Stuart was born in Hangzhou, China, on June 24, 1876, of Presbyterian missionary parents from the United States. His father was a third-generation Presbyterian minister from a distinguished family in Virginia and Kentucky (cousins included J.E.B. Stuart, John Todd Stuart and Mary Todd). They arrived in China in 1868, one of the first three Presbyterian ministers sent to China from the U.S. and the first Christian minister to preach in Hangzhou. Stuart's mother, Mary Horton (known affectionately as "Mother Stuart" in Hangzhou), founded the Hangzhou School for Girls, one of the first institutions of its kind in China. His mother's family had played a leading role in the American revolution in Boston, where her Yankee brand of Calvinism valued and promoted the education of women. Stuart had three younger brothers, David Todd (1878), Warren Horton (1880) and Robert Kirland (1883).

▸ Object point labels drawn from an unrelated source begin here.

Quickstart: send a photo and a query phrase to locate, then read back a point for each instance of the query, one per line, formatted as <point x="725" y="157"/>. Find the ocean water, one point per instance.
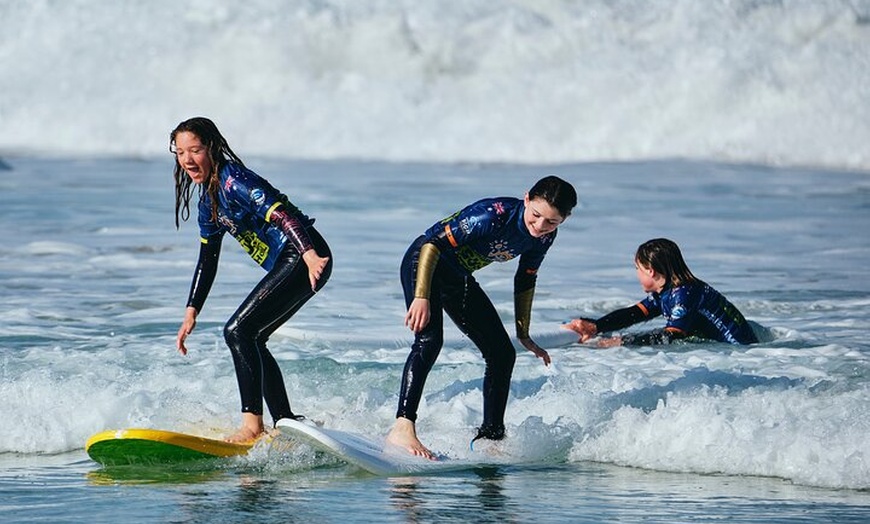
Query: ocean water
<point x="737" y="128"/>
<point x="96" y="276"/>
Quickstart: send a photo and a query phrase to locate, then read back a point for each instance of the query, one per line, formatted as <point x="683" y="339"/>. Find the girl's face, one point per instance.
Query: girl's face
<point x="649" y="280"/>
<point x="192" y="156"/>
<point x="540" y="217"/>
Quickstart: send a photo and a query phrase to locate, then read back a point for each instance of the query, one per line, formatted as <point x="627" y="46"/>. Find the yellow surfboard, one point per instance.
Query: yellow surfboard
<point x="155" y="446"/>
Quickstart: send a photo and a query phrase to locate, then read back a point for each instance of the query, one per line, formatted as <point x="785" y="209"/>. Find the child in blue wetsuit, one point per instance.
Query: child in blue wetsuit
<point x="276" y="234"/>
<point x="691" y="307"/>
<point x="436" y="275"/>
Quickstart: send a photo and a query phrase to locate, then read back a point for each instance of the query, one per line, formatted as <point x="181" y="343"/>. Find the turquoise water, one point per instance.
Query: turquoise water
<point x="95" y="278"/>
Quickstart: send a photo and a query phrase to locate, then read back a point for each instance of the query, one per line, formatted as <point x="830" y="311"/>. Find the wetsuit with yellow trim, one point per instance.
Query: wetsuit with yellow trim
<point x="692" y="310"/>
<point x="275" y="234"/>
<point x="439" y="265"/>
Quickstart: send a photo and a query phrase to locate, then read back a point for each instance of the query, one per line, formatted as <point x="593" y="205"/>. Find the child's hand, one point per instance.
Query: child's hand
<point x="609" y="342"/>
<point x="315" y="264"/>
<point x="418" y="315"/>
<point x="539" y="352"/>
<point x="585" y="328"/>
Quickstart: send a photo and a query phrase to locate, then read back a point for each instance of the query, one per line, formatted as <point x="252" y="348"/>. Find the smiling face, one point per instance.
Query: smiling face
<point x="192" y="155"/>
<point x="650" y="281"/>
<point x="540" y="217"/>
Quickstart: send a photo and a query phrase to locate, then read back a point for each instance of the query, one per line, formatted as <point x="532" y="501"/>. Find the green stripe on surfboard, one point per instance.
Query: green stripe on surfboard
<point x="153" y="446"/>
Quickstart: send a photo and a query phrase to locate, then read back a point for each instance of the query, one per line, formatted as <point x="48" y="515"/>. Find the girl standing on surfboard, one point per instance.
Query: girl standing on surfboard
<point x="692" y="308"/>
<point x="437" y="277"/>
<point x="274" y="232"/>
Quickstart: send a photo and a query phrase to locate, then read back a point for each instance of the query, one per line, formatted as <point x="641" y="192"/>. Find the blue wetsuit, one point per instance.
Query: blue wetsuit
<point x="693" y="309"/>
<point x="489" y="230"/>
<point x="275" y="234"/>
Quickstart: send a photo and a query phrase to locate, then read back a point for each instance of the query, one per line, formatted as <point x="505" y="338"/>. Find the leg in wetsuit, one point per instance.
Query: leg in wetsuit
<point x="276" y="298"/>
<point x="472" y="311"/>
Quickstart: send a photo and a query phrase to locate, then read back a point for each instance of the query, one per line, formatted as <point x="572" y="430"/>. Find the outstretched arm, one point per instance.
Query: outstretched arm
<point x="616" y="320"/>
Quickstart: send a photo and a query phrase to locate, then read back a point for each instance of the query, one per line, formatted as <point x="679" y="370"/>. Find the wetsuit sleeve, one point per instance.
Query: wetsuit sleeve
<point x="206" y="269"/>
<point x="524" y="294"/>
<point x="429" y="254"/>
<point x="292" y="227"/>
<point x="622" y="318"/>
<point x="654" y="337"/>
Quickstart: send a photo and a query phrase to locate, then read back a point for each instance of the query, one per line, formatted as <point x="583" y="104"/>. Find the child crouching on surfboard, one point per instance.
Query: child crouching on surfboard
<point x="691" y="307"/>
<point x="274" y="232"/>
<point x="437" y="277"/>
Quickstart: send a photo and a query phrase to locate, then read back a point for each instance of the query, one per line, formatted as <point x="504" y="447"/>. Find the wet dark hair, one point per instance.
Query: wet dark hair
<point x="664" y="257"/>
<point x="219" y="153"/>
<point x="556" y="192"/>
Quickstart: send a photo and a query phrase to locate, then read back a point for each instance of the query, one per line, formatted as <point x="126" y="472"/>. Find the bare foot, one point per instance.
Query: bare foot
<point x="252" y="428"/>
<point x="243" y="435"/>
<point x="404" y="435"/>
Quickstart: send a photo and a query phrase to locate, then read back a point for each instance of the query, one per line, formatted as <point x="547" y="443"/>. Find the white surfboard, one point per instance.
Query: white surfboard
<point x="552" y="336"/>
<point x="367" y="453"/>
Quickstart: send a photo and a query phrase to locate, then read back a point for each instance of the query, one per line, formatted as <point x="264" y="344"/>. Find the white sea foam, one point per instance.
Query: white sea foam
<point x="510" y="81"/>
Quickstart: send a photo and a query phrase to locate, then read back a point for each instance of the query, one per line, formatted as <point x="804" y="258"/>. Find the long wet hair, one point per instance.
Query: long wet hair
<point x="556" y="192"/>
<point x="664" y="257"/>
<point x="219" y="153"/>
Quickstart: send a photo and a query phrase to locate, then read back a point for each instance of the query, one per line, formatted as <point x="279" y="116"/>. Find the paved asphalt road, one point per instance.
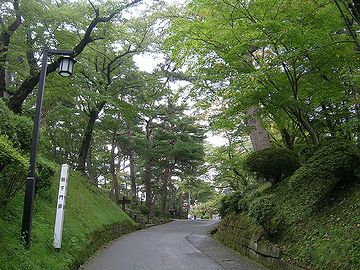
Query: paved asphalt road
<point x="179" y="245"/>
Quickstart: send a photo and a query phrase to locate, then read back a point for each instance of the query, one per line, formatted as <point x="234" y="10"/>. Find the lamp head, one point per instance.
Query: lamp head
<point x="66" y="66"/>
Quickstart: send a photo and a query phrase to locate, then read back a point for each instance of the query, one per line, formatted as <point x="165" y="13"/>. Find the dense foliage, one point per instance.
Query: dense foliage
<point x="273" y="164"/>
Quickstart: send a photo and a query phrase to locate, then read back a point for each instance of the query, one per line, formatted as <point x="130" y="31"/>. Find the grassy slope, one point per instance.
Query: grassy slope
<point x="329" y="236"/>
<point x="87" y="211"/>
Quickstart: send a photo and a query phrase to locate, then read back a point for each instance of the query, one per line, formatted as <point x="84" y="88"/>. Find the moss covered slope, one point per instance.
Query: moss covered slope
<point x="311" y="219"/>
<point x="90" y="220"/>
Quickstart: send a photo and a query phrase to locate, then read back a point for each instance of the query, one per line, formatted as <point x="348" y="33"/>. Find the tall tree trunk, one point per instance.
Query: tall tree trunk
<point x="164" y="190"/>
<point x="5" y="37"/>
<point x="258" y="135"/>
<point x="91" y="170"/>
<point x="132" y="169"/>
<point x="181" y="203"/>
<point x="148" y="191"/>
<point x="287" y="139"/>
<point x="307" y="126"/>
<point x="87" y="138"/>
<point x="115" y="181"/>
<point x="132" y="176"/>
<point x="85" y="144"/>
<point x="148" y="167"/>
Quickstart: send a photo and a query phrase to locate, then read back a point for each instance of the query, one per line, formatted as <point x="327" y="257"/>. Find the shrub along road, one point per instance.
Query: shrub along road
<point x="179" y="245"/>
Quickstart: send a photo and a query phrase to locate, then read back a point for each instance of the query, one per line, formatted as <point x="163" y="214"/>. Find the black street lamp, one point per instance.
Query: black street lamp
<point x="66" y="70"/>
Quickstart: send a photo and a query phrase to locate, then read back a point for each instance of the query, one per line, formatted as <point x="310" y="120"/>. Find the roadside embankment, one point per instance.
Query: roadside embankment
<point x="91" y="220"/>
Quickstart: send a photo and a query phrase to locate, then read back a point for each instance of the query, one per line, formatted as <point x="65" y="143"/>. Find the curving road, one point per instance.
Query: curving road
<point x="179" y="245"/>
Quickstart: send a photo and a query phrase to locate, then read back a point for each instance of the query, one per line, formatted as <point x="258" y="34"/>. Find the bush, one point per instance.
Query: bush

Although an American by nationality who spoke English with a Southern accent, Stuart considered himself more Chinese than American. He spoke the Hangzhou dialect. At age 11, he left China to live for several years with relatives of his mother in Mobile, Alabama. At 16, he was sent to prep school in Virginia, where his outdated clothing and mid-19th century diction handed down from his missionary family in China made him a target for teasing by classmates. He graduated from Hampden-Sydney College and later Union Theological Seminary in Richmond, Virginia, where he aspired to become a missionary educator, inspired by the influence of Robert Elliott Speer.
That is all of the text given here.